# ESML - `AutoMLFactory` and `ComputeFactory`

## PROJECT + DATA CONCEPTS + ENTERPRISE Datalake Design + DEV->PROD MLOps
- `1)ESML Project`: The ONLY thing you need to remember is your `Project number` (and `BRONZE, SILVER, GOLD` concept )
   -  ...`read earlier notebook
## ENTERPRISE Deployment of Models & Governance - MLOps  at scale
- `3) DEV->TEST-PROD` (configs, compute, performance)
    - ESML has config for 3 environemnts: Easy DEPLOY model across subscriptions and Azure ML Studio workspaces 
        - Save costs & time: 
            - `DEV` has cheaper compute performance for TRAIN and INFERENCE (batch, AKS)
            - `DEV` has Quick-debug ML training (fast training...VS good scoring in TEST and PROD)
        - How?

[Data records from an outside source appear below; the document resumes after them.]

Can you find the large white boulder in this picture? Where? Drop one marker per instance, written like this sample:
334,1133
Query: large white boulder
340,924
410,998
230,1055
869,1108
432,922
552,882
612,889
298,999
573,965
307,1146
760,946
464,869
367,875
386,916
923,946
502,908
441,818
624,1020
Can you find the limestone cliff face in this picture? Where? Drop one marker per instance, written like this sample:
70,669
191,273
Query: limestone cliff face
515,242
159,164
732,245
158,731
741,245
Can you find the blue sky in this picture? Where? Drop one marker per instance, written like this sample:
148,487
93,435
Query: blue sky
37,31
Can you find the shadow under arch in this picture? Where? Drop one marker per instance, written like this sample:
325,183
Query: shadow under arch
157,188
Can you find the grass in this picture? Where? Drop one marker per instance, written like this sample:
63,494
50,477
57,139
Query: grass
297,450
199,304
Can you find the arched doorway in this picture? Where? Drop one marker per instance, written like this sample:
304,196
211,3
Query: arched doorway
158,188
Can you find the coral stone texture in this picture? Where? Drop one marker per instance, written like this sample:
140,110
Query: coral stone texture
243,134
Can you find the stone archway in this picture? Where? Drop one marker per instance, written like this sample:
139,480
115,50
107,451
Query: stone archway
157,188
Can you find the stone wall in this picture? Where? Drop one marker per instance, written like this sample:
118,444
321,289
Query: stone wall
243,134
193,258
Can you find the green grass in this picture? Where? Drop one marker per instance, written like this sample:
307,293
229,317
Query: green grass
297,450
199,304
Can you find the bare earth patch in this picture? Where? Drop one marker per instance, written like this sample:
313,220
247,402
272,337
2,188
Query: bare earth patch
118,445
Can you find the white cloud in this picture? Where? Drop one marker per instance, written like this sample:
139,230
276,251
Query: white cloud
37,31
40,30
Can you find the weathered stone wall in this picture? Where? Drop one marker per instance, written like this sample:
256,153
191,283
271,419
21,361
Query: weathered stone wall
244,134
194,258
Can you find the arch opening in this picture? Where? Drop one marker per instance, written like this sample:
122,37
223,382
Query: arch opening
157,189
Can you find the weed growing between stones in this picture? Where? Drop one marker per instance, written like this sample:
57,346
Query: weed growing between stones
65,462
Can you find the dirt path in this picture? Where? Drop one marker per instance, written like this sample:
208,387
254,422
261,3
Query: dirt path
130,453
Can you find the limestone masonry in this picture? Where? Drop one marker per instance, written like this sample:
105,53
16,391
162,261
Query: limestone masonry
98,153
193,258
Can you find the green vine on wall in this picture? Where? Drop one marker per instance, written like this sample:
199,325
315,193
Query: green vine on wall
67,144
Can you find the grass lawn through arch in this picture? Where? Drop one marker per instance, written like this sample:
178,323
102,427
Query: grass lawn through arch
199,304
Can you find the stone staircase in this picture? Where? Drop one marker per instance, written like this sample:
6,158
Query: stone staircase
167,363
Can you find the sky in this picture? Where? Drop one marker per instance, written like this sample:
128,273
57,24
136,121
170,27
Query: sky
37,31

ESML `AutoMLFactory` and `ComputeFactory`
        - Where to config these?
            - settings/dev_test_prod/`dev_test_prod_settings.json`
            - settings/dev_test_prod/`train/*/automl/*`

In [1]:
import json
sys.path.append(os.path.abspath("../azure-enterprise-scale-ml/esml/common/"))  # NOQA: E402
from esml import ESMLDataset, ESMLProject

# Note: These and the other configs for TRAIN and AutoML are self-booting from ESMLProject
try:
    with open("../settings/active_dev_test_prod.json") as f2: # Enterprise: MSFT-WEU-EAP_PROJECT{}_AI-{}-RG
        active_env =  json.load(f2)
    with open("../settings/enterprise_specific/dev_test_prod_settings.json") as f:
        environment_settings = json.load(f)
        environment_settings["active_dev_test_prod"] = active_env["active_dev_test_prod"]
    with open("../settings/project_specific/model/lake_settings.json") as f:
        esml_settings = json.load(f)
    with open("../settings/project_specific/security_config.json") as f2: # Project service principles, etc
        security_config = json.load(f2)
except Exception as e:
    raise Exception("Could not open config.json or storage_config.json - could not load experimentname, or access storage") from e

os.getcwd()

'c:\\Users\\jostrm\\OneDrive - Microsoft\\0_GIT\\2_My\\github2\\azure-enterprise-scale-ml-usage\\notebook_demos'

In [2]:
p = ESMLProject(esml_settings,environment_settings,security_config) # read from config
#p = ESMLProject() #  self-booting config

# Azure ML Studio Workspace
- ESML will `Automap` and `Autoregister` Azure ML Datasets as: `IN, SILVER, BRONZE, GOLD`

In [3]:
from azureml.core import Workspace
ws = p.get_workspace_from_config()
datastore = p.init(ws)

...
....
Using GEN2 as Datastore
ds01_diabetes
ds02_other

####### Automap & Autoregister - SUCCESS!
1) Auto mapped 2 ESML Dataset with registered Azure ML Datasets (potentially all 3: IN,BRONZE, SILVER) in Datastore project002lake 

Dataset 'ds01_diabetes' status:
 - IN_Folder_has_files
 - BRONZE_Folder_has_files
 - SILVER_Folder_has_files
Dataset 'ds02_other' status:
 - IN_Folder_has_files
 - BRONZE_Folder_has_files
 - SILVER_Folder_has_files

2) Registered each Dataset with suffixes (_IN_CSV, _BRONZE, _SILVER) 
 Tip: Use ESMLProject.Datasets list or .DatasetByName(myDatasetName) to read/write
#######


# ESML `GOLD` Dataset

In [4]:
ds_01 = p.DatasetByName("ds01_diabetes")
print(ds_01.InData.name)
print(ds_01.Bronze.name)
print(ds_01.Silver.name)
#print(p.Gold.name)

M03_ds01_diabetes_IN_CSV
M03_ds01_diabetes_BRONZE
M03_ds01_diabetes_SILVER


In [5]:
df_01 = ds_01.Silver.to_pandas_dataframe() 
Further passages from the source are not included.